The companion package ribs_rill_io provides streaming file access (Files.readAll, Files.readUtf8Lines, Files.list), directory watching, and network socket I/O — all built on Rill, all resource-safe by construction.


Type-Safe Network Addresses

ribs_ip provides first-class types for IP addresses (v4 and v6), ports, hostnames, socket addresses, and CIDR ranges. Instead of passing strings around and validating them somewhere deep in a network stack, you parse once at the system boundary and work with values that are always structurally valid. Invalid addresses are rejected immediately, not discovered three layers down.


Property-Based Testing

Hand-written test cases are limited by the scenarios the author thought of. ribs_check generates hundreds of random inputs automatically, trying to disprove properties you define about your code — "encoding then decoding produces the original value", "sorting twice gives the same result as sorting once", "this function never returns a negative number".

When a property fails, ribs_check automatically shrinks the failing input to the smallest example that still triggers the bug. Instead of debugging a 500-element list, you debug a 3-element one.
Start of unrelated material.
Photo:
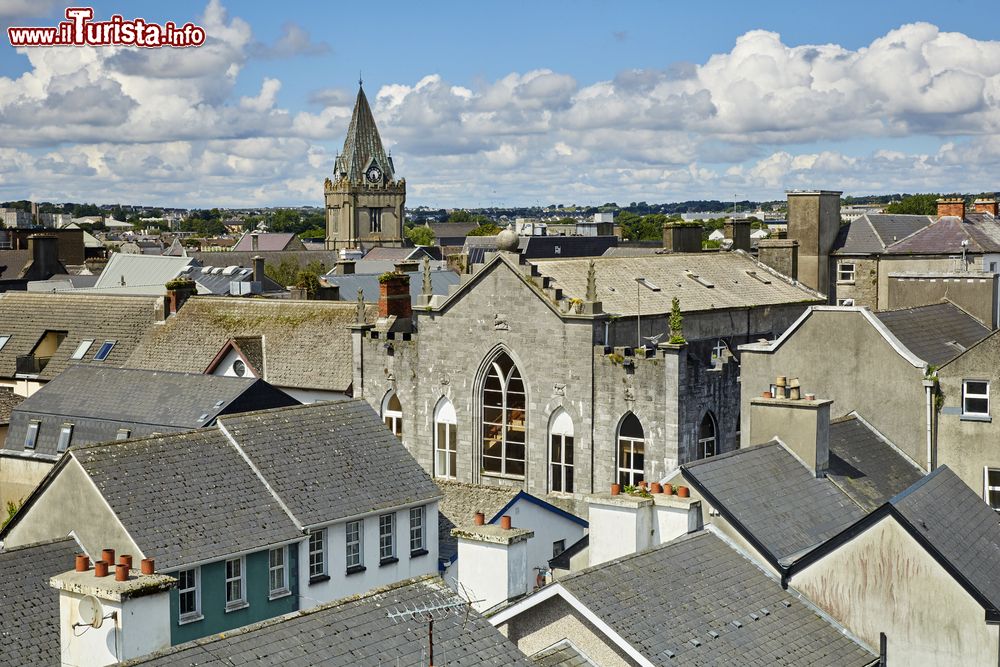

How the Libraries Fit Together

Each library in ribs is useful independently. But their real power is that they are designed to compose:

  • IO handles the lifecycle of async computation; Resource handles acquisition and release; Rill handles streams of data. They fit together cleanly because they share the same model of effects and cleanup.
  • Either and Option are used throughout ribs as the standard way to express failure and absence. You do not need to translate between error conventions at each library boundary.
  • Immutable collections are the natural data types for a codebase that favours values over mutation. Pass them between IO computations, emit them from Rill streams, and store them in concurrent state — confident that sharing never produces unexpected mutation.

You can adopt any subset of ribs without committing to all of it. Start with the collections if that is the most immediate need. Add Option and Either for cleaner error handling. Reach for IO and Resource when your concurrency requirements become complex. The libraries are designed to stay out of each other's way until you want them to work together.